On this Labor Day, there is little good news about labor. We have entered a long period of crushing unemployment and downward pressure on wages that may well transform the nation’s economic and political landscape. There was no job growth in August, and the overall numbers are stupefying: 14 million unemployed; nearly 9 million part-time workers wanting full-time jobs; 6.5 million who want jobs but have given up looking and are, therefore, not counted in the official labor force. People are only gradually recognizing the magnitude of the problem.

…snip…

It’s not only the jobless who will be affected. No one has yet repealed the law of supply and demand. At last count, there were 4.5 unemployed workers for every job opening. Bargaining power has shifted from labor to capital. Sure, some workers will get promotions and seniority raises. Otherwise, gains will be slim. Since September 2008, annual wage and salary increases have averaged 1.6 percent, the slowest pace in 30 years, reports EPI’s Lawrence Mishel.

…snip…

Still, the harshest effects of joblessness fall on the jobless. “We’re creating a bifurcated society,” worries Harvard economist Lawrence Katz. “We’re talking about a lost generation of younger workers and displaced workers.” Younger workers have a harder time starting careers. Because many skills are developed on the job, long unemployment spells can lower lifetime earnings. The same is true of older workers. Even when those who lose stable jobs get new work, they often suffer a 20 percent earnings loss for 15 years or more, reports economist Till von Wachter of Columbia University.
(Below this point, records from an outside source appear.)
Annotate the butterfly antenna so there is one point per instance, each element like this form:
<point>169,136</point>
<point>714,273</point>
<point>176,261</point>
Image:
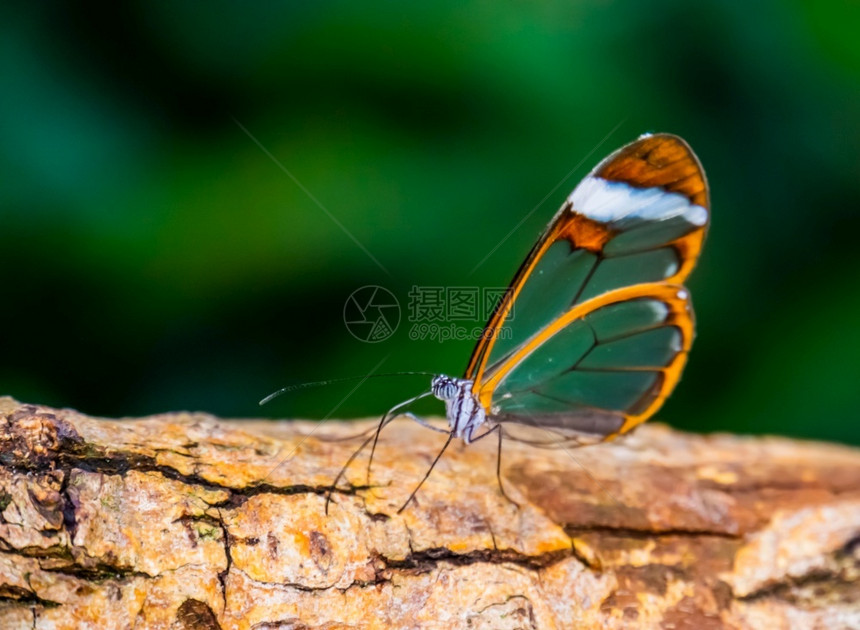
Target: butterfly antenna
<point>292,388</point>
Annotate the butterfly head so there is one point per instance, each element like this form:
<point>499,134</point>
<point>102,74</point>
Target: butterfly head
<point>444,387</point>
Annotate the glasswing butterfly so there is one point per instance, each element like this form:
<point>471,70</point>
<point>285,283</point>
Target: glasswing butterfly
<point>603,324</point>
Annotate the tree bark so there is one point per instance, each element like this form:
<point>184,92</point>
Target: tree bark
<point>186,521</point>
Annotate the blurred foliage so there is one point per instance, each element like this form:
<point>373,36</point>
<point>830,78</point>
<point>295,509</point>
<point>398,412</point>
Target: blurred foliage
<point>155,257</point>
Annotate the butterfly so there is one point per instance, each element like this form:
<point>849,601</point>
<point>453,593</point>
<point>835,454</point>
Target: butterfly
<point>597,322</point>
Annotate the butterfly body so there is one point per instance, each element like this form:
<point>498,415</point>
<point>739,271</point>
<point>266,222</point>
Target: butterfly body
<point>464,412</point>
<point>599,321</point>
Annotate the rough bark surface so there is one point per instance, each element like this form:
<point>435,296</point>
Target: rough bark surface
<point>184,521</point>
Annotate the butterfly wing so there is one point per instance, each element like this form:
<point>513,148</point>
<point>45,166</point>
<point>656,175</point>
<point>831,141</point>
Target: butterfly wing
<point>549,365</point>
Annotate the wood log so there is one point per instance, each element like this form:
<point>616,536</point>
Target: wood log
<point>186,521</point>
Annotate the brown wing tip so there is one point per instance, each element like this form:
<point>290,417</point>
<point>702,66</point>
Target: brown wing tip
<point>661,159</point>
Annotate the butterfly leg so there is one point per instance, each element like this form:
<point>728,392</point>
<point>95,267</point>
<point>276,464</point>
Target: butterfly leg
<point>429,470</point>
<point>498,430</point>
<point>342,472</point>
<point>423,422</point>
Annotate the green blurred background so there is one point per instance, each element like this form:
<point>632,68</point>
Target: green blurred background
<point>155,258</point>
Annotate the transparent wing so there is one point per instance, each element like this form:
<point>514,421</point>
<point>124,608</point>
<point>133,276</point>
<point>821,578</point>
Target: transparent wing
<point>639,217</point>
<point>599,370</point>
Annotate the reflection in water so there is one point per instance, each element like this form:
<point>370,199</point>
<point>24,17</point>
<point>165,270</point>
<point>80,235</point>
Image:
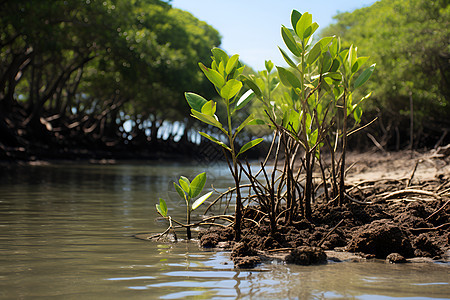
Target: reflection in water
<point>66,232</point>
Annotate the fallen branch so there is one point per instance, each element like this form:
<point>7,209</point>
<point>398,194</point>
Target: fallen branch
<point>329,232</point>
<point>402,193</point>
<point>431,229</point>
<point>437,211</point>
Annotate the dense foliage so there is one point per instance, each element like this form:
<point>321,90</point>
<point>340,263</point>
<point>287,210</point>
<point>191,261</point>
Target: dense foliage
<point>72,73</point>
<point>409,40</point>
I find it somewhat interesting that Samuelson felt the need to write his column given how many times over the years he has extolled the death of unions, called for cuts to Social Security and Medicare, and called for leaving the minimum wage age at $5.15 per hour. As I noted here, trying to do much more than survive on minimum wage for one person is not really possible and that’s when it is at today’s $7.25 an hour.
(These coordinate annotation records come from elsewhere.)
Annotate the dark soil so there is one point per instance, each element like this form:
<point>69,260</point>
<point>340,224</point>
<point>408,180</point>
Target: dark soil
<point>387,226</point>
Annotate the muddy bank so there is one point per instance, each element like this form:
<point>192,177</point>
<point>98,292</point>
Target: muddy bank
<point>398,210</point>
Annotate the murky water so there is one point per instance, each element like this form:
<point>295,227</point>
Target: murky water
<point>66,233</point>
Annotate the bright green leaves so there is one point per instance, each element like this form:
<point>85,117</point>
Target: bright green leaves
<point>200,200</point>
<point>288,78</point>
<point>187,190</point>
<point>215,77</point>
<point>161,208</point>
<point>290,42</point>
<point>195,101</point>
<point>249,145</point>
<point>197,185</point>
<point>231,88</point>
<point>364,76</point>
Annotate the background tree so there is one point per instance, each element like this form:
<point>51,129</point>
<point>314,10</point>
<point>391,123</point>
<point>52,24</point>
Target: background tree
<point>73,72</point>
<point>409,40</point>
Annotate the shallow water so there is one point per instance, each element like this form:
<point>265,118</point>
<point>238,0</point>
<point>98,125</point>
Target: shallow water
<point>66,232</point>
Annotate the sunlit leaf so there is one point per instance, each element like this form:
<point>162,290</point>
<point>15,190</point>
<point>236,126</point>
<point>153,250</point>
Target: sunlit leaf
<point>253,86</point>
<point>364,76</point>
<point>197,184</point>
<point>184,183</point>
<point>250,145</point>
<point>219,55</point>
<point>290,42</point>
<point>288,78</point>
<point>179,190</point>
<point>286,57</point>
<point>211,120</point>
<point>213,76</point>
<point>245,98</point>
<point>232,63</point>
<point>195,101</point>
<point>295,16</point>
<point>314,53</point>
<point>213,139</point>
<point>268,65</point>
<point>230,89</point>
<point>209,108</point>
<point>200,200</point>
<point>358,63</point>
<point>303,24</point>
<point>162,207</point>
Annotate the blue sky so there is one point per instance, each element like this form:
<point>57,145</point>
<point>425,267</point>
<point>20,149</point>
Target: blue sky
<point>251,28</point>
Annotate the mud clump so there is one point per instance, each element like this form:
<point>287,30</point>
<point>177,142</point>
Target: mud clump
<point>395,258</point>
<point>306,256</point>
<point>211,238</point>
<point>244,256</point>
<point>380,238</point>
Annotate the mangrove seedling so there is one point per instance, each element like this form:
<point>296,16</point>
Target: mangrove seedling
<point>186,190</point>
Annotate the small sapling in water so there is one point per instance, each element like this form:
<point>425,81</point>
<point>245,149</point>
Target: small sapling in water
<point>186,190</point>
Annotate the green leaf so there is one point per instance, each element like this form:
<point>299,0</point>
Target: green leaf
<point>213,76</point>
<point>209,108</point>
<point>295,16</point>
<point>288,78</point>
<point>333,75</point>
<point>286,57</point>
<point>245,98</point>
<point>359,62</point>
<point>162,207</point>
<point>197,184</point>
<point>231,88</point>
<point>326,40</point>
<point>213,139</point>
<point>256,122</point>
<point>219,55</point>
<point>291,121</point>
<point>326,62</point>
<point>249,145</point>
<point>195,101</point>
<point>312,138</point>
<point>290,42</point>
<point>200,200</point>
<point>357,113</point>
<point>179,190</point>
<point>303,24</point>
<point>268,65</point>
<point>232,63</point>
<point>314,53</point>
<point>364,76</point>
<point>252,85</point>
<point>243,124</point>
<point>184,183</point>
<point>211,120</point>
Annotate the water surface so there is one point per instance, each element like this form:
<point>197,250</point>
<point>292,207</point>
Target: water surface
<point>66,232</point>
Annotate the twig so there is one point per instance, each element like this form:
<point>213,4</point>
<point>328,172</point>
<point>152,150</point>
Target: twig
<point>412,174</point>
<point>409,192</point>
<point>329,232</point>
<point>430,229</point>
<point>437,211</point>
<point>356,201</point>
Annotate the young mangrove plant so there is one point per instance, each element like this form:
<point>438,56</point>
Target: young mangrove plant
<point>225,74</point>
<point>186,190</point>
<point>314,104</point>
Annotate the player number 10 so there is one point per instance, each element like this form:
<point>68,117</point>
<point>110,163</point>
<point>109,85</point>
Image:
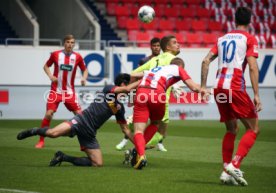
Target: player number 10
<point>226,48</point>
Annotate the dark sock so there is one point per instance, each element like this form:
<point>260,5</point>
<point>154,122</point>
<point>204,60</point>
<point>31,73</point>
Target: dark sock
<point>40,131</point>
<point>77,161</point>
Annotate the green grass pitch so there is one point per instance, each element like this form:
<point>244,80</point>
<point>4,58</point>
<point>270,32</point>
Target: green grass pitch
<point>191,165</point>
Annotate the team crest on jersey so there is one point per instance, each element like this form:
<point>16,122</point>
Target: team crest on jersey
<point>74,121</point>
<point>255,50</point>
<point>72,61</point>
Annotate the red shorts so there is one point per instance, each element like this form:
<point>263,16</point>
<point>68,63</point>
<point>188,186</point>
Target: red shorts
<point>70,101</point>
<point>149,103</point>
<point>238,105</point>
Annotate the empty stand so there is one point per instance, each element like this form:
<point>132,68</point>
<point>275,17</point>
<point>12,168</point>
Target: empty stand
<point>195,23</point>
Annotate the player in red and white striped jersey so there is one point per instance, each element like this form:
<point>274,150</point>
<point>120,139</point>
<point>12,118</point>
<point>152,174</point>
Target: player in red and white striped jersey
<point>150,102</point>
<point>65,63</point>
<point>235,50</point>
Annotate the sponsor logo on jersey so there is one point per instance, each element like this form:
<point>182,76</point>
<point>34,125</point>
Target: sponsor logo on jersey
<point>66,67</point>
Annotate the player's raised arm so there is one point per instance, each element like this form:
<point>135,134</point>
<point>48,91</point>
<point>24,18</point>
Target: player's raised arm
<point>47,70</point>
<point>254,77</point>
<point>126,88</point>
<point>84,77</point>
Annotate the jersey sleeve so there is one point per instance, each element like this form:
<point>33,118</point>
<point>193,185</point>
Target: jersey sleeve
<point>252,47</point>
<point>120,115</point>
<point>109,89</point>
<point>81,63</point>
<point>144,67</point>
<point>51,60</point>
<point>183,74</point>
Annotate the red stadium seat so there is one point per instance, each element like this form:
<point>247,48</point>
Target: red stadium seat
<point>159,34</point>
<point>121,21</point>
<point>143,36</point>
<point>180,38</point>
<point>110,7</point>
<point>194,39</point>
<point>187,12</point>
<point>215,26</point>
<point>199,25</point>
<point>171,12</point>
<point>151,26</point>
<point>132,24</point>
<point>132,34</point>
<point>184,24</point>
<point>166,24</point>
<point>202,12</point>
<point>122,10</point>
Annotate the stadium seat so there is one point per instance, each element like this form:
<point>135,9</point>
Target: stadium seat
<point>184,24</point>
<point>209,39</point>
<point>132,24</point>
<point>143,36</point>
<point>202,12</point>
<point>194,39</point>
<point>151,26</point>
<point>132,35</point>
<point>199,25</point>
<point>123,10</point>
<point>165,24</point>
<point>187,12</point>
<point>215,26</point>
<point>121,22</point>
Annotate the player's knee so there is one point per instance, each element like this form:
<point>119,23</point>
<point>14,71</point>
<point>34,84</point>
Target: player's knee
<point>49,115</point>
<point>52,133</point>
<point>97,163</point>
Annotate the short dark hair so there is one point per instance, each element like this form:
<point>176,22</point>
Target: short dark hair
<point>178,62</point>
<point>165,41</point>
<point>122,78</point>
<point>243,16</point>
<point>154,40</point>
<point>68,37</point>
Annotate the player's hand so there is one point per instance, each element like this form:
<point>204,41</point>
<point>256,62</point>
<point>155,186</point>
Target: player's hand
<point>257,102</point>
<point>83,82</point>
<point>53,79</point>
<point>177,90</point>
<point>130,119</point>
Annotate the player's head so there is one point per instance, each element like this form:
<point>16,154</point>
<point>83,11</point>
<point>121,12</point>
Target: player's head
<point>155,46</point>
<point>69,43</point>
<point>169,44</point>
<point>122,78</point>
<point>243,16</point>
<point>178,61</point>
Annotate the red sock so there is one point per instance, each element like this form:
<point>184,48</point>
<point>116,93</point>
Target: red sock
<point>45,123</point>
<point>140,143</point>
<point>246,142</point>
<point>149,132</point>
<point>228,147</point>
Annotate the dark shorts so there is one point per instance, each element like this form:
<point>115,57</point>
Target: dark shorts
<point>239,105</point>
<point>86,141</point>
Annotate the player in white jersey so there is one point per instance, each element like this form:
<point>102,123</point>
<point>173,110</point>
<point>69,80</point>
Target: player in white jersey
<point>235,50</point>
<point>150,102</point>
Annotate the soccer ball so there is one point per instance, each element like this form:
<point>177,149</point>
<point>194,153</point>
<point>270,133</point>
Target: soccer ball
<point>146,14</point>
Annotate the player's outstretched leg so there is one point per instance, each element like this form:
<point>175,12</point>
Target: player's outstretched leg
<point>141,162</point>
<point>27,133</point>
<point>237,174</point>
<point>57,159</point>
<point>227,179</point>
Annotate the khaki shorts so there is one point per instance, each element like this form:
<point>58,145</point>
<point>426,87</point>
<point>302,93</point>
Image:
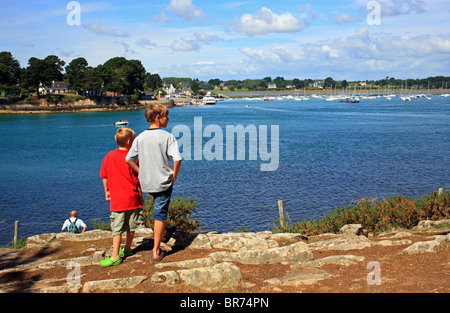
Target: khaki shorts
<point>126,221</point>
Some folks in Wisconsin and Pennsylvania did actually tell anti-worker/anti-union politicians that they were not welcome at some local Labor Day parades and celebrations (although the folks in Wisconsin may have backed down from their initial non-invitation – I hope the folks in Wausau do have plenty of rotten tomatoes available for their oh so poor US Representative who cant make ends meet on $174K per year.)

Now I realize that to some folks there is no equating the attack on Unions as an attack on individual workers. Yet all those benefits that are available to individual workers are there precisely because of the unions. Whether it is the eight hour day/forty hour work week or paid sick time or worker safety, it is the action of unions that led to these worker benefits available to all. While recognizing that “correlation does not equal causation,” the flatness of wages in the US since the ’70s has at least been a companion to the attacks on unions. CEO and senior executive salaries have exploded while the wages for workers have gone down.

On this Labor Day 2011, we have millions of long term un and underemployed. In an economy that has to create roughly 90K jobs per month to stay even, August 2011 had zero jobs in total. Businesses are profitable so the economy appears to be growing even as the underside of the economy gets larger. Self-employed individuals are not counted among the unemployed nor are new graduates. State and local governments are cutting jobs while those folks with jobs worry that their jobs will be gone tomorrow.

This Thursday evening, President Obama is scheduled to give a speech to Congress on jobs. Yet for all the vaunted interest in creating jobs that has supposedly captured the attention of the Beltway Village Idiots Politicians, Pundits, and Courtiers (finally), all the proposals likely to receive attention are warmed over re-hashes of previously failed policies. Massive tax cuts in place since 2001 have not created jobs so why would further tax cuts create jobs? Regulations and taxes do not stifle small businesses yet we continue to hear how all regulations must be done away with in order for small businesses to thrive.

Short sighted actions by politicians and global businesses will eventually be their downfall (and ours). It would almost be fun to watch it happen if it weren’t causing so much pain and suffering for all the world.